Since Hitler came to power in 1933, Ould had been receiving letters from beleaguered writers enquiring about passage to England and assistance that PEN could provide once there.
At the Dubrovnik conference of that year, International President H.G. Wells had kicked out the German PEN for their lack of action to defend these writers, many of whom were Jews.
But by 1938 things were intensifying and the PEN offices were struggling to process requests for help to escape the continent and letters asking for references and employment ideas from writers who had made the journey to the UK already.
Ould, Jameson and others from the Executive Committee of English PEN began to write to members asking for contributions to the Fund, which would help to pay for visas, for travel and for staff at PEN to process the paperwork.
They also wrote to publishers and newspapers. One of their appeals in 1940 was entitled, ‘To the Conscience of the World’ foregrounding the importance that they attributed to the fates of these refugee writers.

Image ‘To the Conscience of the World’ courtesy of the Harry Ransom Centre, University of Texas.
Janet Chance and Doreen Marsden were taken on to work solely on the fund as PEN began to advise the British government on refugee writers.
By 1940 the Fund began to focus on providing weekly maintenance payments or one-off payment to help writers to buy paper, typewriter ribbons and to pay translators in order to continue their work in the UK.

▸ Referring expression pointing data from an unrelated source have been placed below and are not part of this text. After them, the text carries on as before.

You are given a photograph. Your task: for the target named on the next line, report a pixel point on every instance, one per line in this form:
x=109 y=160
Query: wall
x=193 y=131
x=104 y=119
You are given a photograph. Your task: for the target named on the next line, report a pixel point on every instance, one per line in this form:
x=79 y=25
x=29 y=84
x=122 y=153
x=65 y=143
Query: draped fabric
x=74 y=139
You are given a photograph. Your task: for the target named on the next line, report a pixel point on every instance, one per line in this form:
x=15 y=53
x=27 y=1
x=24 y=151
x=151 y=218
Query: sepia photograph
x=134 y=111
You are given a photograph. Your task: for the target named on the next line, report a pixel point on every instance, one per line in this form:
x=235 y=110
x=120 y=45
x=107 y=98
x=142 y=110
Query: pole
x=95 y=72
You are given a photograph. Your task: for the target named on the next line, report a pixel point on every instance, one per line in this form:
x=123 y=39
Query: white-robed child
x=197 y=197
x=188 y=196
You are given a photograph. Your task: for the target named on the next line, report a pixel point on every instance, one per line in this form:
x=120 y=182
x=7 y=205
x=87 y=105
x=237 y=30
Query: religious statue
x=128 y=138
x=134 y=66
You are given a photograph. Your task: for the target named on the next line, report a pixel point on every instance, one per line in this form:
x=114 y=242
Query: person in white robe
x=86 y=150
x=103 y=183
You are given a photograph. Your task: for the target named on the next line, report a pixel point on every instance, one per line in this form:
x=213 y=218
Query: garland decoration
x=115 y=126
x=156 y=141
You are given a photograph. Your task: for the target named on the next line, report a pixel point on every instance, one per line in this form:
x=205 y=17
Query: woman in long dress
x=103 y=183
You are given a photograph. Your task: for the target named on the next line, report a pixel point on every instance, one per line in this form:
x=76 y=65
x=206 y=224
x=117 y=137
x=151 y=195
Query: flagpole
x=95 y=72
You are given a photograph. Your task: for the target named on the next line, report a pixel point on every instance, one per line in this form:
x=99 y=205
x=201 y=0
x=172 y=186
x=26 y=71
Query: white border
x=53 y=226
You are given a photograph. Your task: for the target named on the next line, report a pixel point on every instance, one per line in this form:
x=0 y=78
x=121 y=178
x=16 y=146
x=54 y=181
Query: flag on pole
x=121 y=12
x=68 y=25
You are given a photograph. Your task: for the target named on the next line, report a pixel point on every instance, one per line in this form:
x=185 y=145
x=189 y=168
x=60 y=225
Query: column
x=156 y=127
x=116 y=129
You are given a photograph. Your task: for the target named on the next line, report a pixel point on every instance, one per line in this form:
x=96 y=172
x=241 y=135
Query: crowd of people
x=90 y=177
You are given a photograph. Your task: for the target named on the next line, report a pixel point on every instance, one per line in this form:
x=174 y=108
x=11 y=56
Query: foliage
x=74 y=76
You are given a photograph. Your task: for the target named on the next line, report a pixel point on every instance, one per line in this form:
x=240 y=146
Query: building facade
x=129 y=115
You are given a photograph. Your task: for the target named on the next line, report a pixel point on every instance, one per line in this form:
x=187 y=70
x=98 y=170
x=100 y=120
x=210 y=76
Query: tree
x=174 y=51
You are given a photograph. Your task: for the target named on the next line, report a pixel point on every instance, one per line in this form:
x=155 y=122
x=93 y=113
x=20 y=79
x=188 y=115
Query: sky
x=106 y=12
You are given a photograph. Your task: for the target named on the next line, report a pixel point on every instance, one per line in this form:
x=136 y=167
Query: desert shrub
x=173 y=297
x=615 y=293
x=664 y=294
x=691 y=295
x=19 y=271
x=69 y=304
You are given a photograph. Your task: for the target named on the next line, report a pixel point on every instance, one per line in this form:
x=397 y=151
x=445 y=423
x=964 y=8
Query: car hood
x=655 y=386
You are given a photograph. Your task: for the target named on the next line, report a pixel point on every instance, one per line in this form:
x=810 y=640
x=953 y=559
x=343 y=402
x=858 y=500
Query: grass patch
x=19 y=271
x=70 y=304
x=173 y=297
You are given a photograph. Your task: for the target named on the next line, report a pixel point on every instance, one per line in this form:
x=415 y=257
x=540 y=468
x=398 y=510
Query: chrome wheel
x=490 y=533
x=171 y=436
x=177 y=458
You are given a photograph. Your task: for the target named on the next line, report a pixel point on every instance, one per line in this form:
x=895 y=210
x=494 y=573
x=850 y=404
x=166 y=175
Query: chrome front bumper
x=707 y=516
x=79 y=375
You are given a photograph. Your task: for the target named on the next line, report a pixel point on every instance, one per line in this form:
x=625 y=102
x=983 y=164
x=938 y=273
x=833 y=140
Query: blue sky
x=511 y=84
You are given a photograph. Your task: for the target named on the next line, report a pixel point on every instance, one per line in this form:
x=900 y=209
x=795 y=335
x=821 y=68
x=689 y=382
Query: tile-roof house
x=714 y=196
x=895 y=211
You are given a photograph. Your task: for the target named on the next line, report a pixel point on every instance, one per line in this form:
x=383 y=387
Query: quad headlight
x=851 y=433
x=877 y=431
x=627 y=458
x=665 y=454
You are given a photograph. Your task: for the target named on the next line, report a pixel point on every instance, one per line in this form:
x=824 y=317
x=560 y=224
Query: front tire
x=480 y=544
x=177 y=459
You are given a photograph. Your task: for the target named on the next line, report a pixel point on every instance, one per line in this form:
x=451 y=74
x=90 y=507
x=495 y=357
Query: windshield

The fund helped hundreds – even thousands – of writers to escape Europe and to make a living in the UK and led directly to the foundation of the Writers in Exile Centre after the war.
It began a long history of helping refugees, which PEN continued throughout the Cold War and wars of independence throughout Africa and Asia.
The Make Space Campaign is a clear continuation of PEN’s work to recognise the needs of refugees but also its belief that literature represents not only an opportunity for catharsis and coming-to-terms for individual refugees but also a point of collective and regeneration for society as a whole.